Он сам встал, чтобы его принести, - проворный и ловкий в каждом своем движении. Она, как прежде, следила за ним. Во взгляде ее было нечто большее чем одобрение, нечто меньшее чем восторг, пожалуй, своего рода удовольствие оттого, что он действует так изящно и так по-хозяйски.
- Послушай, мама, - заговорил он, когда они поставили бокалы на стол. Как по-твоему, из чего делаются эти эрзацы? - Он говорил таким серьезным и деловитым тоном, что она сразу растерялась.
- Не знаю, - ответила она. - Кристина недавно говорила мне, будто бы они совершенно превосходны. Наверное, это селедка, - добавила она с мимолетной и совершенно непроизвольной гримаской. - Селедка в виде бифштекса, селедка в виде... словом, насколько я понимаю, во всех видах. Это будто бы необыкновенно вкусно, - добавила она, словно извиняясь. - Кстати, тебе следовало бы попробовать этого сыру, мой мальчик. На мой взгляд, ты слишком исхудал, и обычно к концу лета у тебя загар гораздо темнее.
Осторожные слова, высказанные и в то же время невысказанные. Тень подозрения, упреки наготове.

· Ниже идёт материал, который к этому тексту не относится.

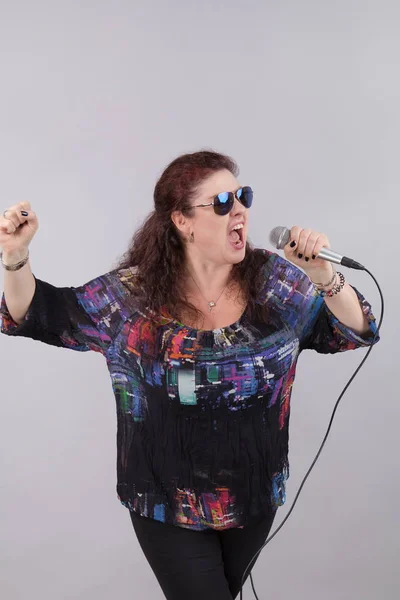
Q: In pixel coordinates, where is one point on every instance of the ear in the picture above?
(180, 221)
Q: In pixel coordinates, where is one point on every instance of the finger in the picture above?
(321, 242)
(294, 238)
(309, 250)
(303, 242)
(7, 226)
(15, 216)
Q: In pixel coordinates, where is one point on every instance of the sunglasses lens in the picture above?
(246, 196)
(223, 203)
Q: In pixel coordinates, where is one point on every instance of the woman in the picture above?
(201, 333)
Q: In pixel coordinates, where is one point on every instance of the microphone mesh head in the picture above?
(279, 237)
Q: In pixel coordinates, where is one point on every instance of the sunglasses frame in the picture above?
(231, 195)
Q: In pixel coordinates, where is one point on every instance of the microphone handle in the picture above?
(338, 259)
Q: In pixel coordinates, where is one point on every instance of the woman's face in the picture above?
(214, 241)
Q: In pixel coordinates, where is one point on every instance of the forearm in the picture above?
(19, 287)
(347, 309)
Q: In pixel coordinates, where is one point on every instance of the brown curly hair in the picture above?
(157, 251)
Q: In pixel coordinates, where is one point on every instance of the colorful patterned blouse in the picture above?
(202, 416)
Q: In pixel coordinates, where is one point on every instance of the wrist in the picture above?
(10, 257)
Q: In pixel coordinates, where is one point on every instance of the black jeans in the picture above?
(199, 564)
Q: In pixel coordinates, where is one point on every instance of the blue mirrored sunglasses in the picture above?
(223, 202)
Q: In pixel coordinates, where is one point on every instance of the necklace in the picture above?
(211, 303)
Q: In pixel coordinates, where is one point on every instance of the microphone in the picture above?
(280, 236)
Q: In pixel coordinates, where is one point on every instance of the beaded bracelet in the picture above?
(15, 267)
(336, 288)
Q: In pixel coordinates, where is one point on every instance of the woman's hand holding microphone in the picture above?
(18, 225)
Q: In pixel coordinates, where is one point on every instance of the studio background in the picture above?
(96, 99)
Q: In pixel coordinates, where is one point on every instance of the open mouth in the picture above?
(236, 236)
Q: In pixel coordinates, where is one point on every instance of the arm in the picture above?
(346, 307)
(19, 287)
(290, 293)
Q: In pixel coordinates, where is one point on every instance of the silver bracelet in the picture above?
(15, 267)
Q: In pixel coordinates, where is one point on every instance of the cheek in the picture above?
(214, 232)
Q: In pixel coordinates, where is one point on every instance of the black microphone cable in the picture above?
(322, 445)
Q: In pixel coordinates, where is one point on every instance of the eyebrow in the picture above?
(223, 191)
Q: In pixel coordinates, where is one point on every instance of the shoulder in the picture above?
(110, 291)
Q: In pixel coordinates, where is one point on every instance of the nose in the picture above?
(238, 208)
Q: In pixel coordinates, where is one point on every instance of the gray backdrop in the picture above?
(96, 98)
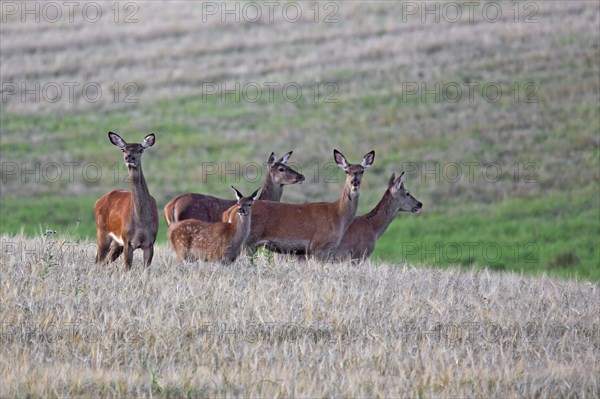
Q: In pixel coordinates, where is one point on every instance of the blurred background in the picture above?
(491, 108)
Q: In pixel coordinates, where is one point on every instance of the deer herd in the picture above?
(207, 228)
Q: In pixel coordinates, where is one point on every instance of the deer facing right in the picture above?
(314, 229)
(214, 242)
(359, 240)
(210, 209)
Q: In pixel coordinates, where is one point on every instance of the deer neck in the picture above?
(347, 205)
(140, 196)
(383, 214)
(271, 191)
(241, 229)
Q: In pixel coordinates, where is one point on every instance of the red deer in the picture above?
(125, 220)
(314, 229)
(359, 240)
(214, 242)
(210, 209)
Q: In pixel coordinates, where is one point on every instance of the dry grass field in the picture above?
(420, 319)
(272, 329)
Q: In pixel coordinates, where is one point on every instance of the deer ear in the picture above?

- Кстати, дядя Мартин поместил кое-какие наши бумаги в более доходные предприятия, - вдруг сказала она. В голосе ее прозвучала нотка ребяческой гордости.
Он поглядел на нее в непритворном испуге:
- Ты хочешь сказать, мама, что ты тоже...

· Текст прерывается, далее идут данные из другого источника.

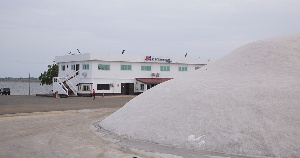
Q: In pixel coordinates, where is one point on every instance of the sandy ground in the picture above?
(73, 133)
(60, 134)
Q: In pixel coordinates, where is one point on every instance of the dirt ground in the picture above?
(60, 134)
(73, 131)
(27, 104)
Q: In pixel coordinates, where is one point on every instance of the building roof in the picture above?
(129, 58)
(153, 80)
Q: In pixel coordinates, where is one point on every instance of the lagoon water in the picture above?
(22, 87)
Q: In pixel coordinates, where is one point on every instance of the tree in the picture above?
(46, 77)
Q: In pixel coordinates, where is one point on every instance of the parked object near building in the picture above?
(117, 74)
(5, 91)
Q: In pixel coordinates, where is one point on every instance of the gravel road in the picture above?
(27, 104)
(60, 134)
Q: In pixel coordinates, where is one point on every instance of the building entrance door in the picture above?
(127, 88)
(77, 68)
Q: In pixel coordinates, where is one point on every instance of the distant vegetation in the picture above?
(46, 77)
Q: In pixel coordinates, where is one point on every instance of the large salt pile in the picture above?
(248, 102)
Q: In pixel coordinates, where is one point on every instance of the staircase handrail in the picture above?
(62, 84)
(69, 75)
(72, 87)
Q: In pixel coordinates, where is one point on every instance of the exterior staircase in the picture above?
(64, 85)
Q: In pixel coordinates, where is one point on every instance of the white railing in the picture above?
(58, 83)
(59, 86)
(69, 76)
(72, 87)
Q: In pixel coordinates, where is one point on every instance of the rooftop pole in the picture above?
(29, 83)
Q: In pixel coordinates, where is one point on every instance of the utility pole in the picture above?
(29, 83)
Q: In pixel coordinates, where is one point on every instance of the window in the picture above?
(182, 68)
(85, 66)
(103, 87)
(146, 68)
(103, 67)
(197, 67)
(125, 67)
(164, 68)
(86, 88)
(63, 67)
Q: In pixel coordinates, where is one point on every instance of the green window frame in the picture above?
(73, 67)
(103, 87)
(146, 68)
(63, 67)
(103, 67)
(125, 67)
(182, 68)
(85, 66)
(164, 68)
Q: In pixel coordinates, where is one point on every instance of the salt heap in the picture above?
(248, 102)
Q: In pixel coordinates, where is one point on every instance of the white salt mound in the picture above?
(248, 102)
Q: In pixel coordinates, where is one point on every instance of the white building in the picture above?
(117, 74)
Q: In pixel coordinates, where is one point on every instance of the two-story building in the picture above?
(112, 74)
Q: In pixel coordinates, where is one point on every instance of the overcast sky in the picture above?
(33, 32)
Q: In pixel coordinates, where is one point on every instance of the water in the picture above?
(22, 87)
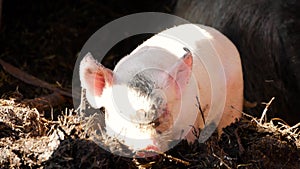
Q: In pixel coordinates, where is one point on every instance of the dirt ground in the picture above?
(43, 39)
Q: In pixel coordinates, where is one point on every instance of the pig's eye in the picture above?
(155, 123)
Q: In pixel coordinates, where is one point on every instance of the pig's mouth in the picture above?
(149, 151)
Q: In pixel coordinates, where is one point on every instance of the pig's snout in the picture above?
(149, 151)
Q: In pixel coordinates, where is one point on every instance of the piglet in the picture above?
(152, 96)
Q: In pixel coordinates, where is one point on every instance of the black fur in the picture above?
(266, 33)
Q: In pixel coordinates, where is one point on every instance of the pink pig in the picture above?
(150, 99)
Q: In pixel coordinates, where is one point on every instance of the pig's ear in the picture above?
(181, 72)
(94, 78)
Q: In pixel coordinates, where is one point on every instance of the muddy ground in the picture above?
(43, 39)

- Что тоже? - простодушно спросила она.
- ...Тоже спекулируешь? - Слово прозвучало резче, чем ему хотелось. Она подняла руки, словно обороняясь от какой-то непристойности, произнесенной за столом.
- Что это за выражение? - сердито спросила она. - Можно подумать, что мой брат участвует во всей этой жалкой возне, о которой столько говорят. Нет, мой мальчик, речь идет просто о том, что он поместил кое-какие бумаги, ну да, в более доходные предприятия. Но я так плохо в этом разбираюсь. Да и к тому же у тебя есть...
Он это знал. Ему авансом выделили часть того, что ему предстояло получить в наследство. Чтобы он испытал себя, пожил на свой страх и риск, как выражался либеральный опекун дядя Мартин. Нет, ему и впрямь было не на что жаловаться...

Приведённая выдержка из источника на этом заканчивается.